- Associated Press - Thursday, February 8, 2018

JACKSON, Miss. (AP) - Thursday marked the second deadline during the three-month session of the Mississippi Legislature. It was the final day for the House and Senate to act on general bills originating in their own chamber. Most bills that survived the deadline are going to a committee in the opposite chamber for more debate. Tax and spending bills are alive under a later deadline to pass out of committee.

Here’s a look at the status of selected bills, with HB to designate a House Bill and SB to designate a Senate Bill:



TRANSPORTATION - The House has passed a number of bills meant to divert current or future revenue to transportation spending, including HB 722 , which would divert money from a tax on internet sales to cities and counties and HB 354 , which would take half the growth in the state general fund in any year it exceeded 2 percent and use it for road and bridge maintenance. SB 2455 would divert a slightly larger share of sales taxes to cities if state revenue rises.

SCHOOL FUNDING FORMULA - House members have moved to rewrite the state’s current public school funding formula. HB 957 would increase funding by $107 million from this year after a seven-year phase in. But the proposal at that point would spend $157 million less than the current formula legally mandates next year.

MEDICAID RULES - Both the House and the Senate are considering proposals to renew parts of the state’s Medicaid health insurance program, as they’re legally mandated to do this year.

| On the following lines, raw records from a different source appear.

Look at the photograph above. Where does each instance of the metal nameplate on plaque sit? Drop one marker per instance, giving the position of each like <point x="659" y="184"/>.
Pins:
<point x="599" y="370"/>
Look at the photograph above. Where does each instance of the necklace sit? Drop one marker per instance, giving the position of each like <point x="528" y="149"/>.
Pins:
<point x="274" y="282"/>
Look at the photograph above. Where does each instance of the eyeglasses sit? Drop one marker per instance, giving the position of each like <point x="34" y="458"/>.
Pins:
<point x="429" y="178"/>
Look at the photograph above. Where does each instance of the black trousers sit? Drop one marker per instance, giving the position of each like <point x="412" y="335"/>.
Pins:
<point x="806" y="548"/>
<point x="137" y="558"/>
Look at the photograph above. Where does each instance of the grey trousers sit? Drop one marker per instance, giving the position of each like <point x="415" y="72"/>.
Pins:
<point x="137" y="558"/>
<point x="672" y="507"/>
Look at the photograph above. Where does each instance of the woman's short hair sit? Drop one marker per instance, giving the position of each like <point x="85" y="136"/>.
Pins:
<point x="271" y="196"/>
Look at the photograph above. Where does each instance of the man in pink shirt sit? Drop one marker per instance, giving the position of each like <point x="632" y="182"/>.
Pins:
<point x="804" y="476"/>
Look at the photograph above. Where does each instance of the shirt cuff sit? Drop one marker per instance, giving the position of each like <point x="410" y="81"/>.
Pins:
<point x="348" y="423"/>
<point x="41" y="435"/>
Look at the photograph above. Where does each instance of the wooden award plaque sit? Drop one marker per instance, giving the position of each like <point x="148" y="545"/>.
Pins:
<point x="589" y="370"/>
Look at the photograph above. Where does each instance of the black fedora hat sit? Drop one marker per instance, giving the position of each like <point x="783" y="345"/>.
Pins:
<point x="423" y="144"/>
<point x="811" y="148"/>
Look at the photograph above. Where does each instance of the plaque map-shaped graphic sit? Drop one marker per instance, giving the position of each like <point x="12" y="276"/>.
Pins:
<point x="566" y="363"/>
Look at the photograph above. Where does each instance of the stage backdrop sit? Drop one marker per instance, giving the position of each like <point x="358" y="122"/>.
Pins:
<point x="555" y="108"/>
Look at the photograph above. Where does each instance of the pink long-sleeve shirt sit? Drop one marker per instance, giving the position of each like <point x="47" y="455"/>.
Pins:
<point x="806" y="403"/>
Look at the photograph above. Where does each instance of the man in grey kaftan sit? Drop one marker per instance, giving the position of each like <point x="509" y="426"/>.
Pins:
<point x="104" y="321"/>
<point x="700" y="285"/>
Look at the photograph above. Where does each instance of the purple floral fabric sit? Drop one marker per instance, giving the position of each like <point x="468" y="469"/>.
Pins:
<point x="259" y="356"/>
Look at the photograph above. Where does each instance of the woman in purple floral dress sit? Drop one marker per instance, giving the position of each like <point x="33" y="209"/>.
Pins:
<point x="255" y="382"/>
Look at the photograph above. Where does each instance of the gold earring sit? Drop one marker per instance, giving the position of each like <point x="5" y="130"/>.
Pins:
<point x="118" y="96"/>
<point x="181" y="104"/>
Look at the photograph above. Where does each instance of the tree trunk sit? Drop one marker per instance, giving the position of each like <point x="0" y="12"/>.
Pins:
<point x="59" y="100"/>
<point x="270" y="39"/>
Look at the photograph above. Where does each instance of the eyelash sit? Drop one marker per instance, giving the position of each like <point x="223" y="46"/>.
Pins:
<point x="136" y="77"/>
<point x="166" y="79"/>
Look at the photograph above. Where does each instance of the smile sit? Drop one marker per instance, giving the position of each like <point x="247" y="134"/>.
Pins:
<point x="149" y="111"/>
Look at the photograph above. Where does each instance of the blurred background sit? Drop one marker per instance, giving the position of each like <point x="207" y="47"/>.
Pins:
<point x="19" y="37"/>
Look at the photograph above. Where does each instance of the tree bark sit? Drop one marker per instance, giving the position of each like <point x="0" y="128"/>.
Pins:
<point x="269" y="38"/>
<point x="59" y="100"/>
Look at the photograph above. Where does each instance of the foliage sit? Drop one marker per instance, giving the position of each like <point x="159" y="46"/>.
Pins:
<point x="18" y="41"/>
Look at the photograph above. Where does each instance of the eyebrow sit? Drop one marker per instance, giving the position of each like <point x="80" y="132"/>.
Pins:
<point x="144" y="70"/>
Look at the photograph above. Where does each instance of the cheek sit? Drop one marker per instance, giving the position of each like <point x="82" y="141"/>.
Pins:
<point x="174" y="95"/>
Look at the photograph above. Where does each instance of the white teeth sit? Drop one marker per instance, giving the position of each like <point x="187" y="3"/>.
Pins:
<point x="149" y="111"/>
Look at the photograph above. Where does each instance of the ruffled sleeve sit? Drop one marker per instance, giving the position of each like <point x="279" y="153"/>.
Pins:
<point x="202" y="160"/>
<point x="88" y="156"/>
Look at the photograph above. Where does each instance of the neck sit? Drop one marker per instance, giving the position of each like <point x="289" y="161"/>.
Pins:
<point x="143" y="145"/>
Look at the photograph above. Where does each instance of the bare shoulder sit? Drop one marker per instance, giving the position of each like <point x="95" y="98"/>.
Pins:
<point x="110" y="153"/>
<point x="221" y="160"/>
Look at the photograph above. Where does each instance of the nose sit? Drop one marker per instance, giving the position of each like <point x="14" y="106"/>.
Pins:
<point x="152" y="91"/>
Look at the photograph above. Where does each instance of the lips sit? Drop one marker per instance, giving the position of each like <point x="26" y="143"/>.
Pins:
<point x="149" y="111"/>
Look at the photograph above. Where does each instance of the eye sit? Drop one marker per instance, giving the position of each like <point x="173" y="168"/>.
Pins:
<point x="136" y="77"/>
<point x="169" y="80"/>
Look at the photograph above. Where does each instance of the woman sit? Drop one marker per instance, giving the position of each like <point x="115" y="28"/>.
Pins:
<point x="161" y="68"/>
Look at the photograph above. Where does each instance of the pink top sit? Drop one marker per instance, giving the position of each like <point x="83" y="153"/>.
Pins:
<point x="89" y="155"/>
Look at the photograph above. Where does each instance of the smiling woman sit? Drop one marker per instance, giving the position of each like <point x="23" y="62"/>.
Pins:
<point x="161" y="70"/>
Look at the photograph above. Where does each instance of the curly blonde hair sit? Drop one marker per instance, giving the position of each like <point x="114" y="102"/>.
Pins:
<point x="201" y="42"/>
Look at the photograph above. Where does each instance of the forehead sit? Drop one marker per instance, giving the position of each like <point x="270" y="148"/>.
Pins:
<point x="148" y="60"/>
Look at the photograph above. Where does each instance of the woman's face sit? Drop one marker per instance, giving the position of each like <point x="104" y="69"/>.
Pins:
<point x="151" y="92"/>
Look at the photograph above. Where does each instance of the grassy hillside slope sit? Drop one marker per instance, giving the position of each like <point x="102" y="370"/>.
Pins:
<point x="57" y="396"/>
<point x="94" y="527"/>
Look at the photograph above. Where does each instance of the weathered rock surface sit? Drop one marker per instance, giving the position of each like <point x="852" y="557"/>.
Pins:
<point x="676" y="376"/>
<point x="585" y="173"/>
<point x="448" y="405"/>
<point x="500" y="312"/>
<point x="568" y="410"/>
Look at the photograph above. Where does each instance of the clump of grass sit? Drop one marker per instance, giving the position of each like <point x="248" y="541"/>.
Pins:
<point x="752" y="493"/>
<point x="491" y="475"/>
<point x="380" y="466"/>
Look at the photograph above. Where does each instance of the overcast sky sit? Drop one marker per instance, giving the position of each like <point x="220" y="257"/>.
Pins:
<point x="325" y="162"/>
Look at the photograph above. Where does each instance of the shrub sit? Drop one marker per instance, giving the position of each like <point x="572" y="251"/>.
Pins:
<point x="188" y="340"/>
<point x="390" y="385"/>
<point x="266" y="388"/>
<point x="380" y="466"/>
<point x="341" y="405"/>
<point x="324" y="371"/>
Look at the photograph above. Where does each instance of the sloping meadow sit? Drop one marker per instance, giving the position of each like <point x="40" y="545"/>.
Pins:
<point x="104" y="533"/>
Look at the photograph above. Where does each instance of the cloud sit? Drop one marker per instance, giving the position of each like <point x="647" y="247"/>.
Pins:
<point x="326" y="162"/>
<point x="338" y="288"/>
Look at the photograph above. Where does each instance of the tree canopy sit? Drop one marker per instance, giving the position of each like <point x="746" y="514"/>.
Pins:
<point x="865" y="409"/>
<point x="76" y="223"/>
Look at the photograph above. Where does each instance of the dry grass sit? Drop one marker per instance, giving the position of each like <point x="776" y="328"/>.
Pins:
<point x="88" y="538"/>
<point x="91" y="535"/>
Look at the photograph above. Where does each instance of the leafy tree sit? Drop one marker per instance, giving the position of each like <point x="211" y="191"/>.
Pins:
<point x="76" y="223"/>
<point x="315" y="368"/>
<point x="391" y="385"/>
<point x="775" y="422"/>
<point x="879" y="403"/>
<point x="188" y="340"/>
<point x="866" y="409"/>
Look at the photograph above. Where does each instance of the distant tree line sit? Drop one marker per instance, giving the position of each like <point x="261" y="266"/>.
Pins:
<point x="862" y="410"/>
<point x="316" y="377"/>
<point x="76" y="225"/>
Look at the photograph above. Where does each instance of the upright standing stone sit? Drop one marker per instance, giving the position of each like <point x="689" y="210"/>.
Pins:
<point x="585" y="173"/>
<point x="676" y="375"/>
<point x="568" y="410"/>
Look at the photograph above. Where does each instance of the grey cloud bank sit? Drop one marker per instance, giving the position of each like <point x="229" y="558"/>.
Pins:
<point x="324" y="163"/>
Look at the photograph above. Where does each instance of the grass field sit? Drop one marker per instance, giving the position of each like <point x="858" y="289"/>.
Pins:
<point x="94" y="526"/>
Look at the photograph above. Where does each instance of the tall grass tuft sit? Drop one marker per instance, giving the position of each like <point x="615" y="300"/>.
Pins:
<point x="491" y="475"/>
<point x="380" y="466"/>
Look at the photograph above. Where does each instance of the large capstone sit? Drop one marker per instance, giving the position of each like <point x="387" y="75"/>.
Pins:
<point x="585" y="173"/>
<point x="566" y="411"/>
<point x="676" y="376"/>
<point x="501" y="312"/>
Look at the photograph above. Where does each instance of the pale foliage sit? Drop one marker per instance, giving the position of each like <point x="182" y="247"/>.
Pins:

SB 2836 mandates studies of whether more spending should be controlled by managed care groups and whether payments to health care providers should be cut. Both the Senate bill and HB 898 would change the current limits on doctors’ office visits and prescriptions for Medicaid recipients, with a goal of managing chronic conditions and reducing emergency-room visits for non-emergency illnesses.

OIL SPILL MONEY - SB 2176 seeks to create a separate account in the state treasury for the state’s $750 million economic damage settlement from the 2010 Deepwater Horizon oil spill. HB 1512 and HB 1185 would try to put someone else besides lawmakers in charge of spending the money.

GANG PENALTIES - SB 2868 would add penalties for gang members who are recruiting children to the criminal organizations.

FAKE URINE - HB 1080 , the “Mississippi Urine Trouble Act,” would set penalties for selling fake human urine that’s designed to defeat drug tests.

SEXTING - SB 2803 would prohibit people younger than 18 from sending, receiving or possessing sexually explicit images of other minors.

FERTILITY TREATMENTS - HB 1198 would require private insurers to pay for up to $20,000 to treat married people who are having trouble conceiving children.

WIND POOL - HB 948 requires the insurance commissioner’s approval before the Mississippi Windstorm Underwriting Association, known as the “wind pool,” can buy more backup coverage, known as reinsurance, above a certain level. Commissioner Mike Chaney said he’s been imploring the 11-member board that runs the pool to buy less reinsurance for years.

GUNS - HB 1083 would void rules limiting where some people are allowed to carry guns on public property and allow people to sue to challenge rules. Universities are warning against the bill, saying athletic opponents could balk at playing in stadiums in front of armed spectators.

CIVIL SERVICE PROTECTIONS - HB 355 would remove civil service protections from Mississippi Department of Transportation employees for two years.



SHOPLIFTING FELONY - HB 997 would have made any third shoplifting conviction a felony.

TOLL ROADS - HB 1004 would have allowed the state to impose tolls on certain roads as part of a federal pilot program.

DEER HUNTING - HB 758 would have banned the use of thermal imaging devices in deer hunting.

CHILDREN’S CABINET - HB 985 would have created a group of people to advise the governor on how to improve family life, health care and education for children.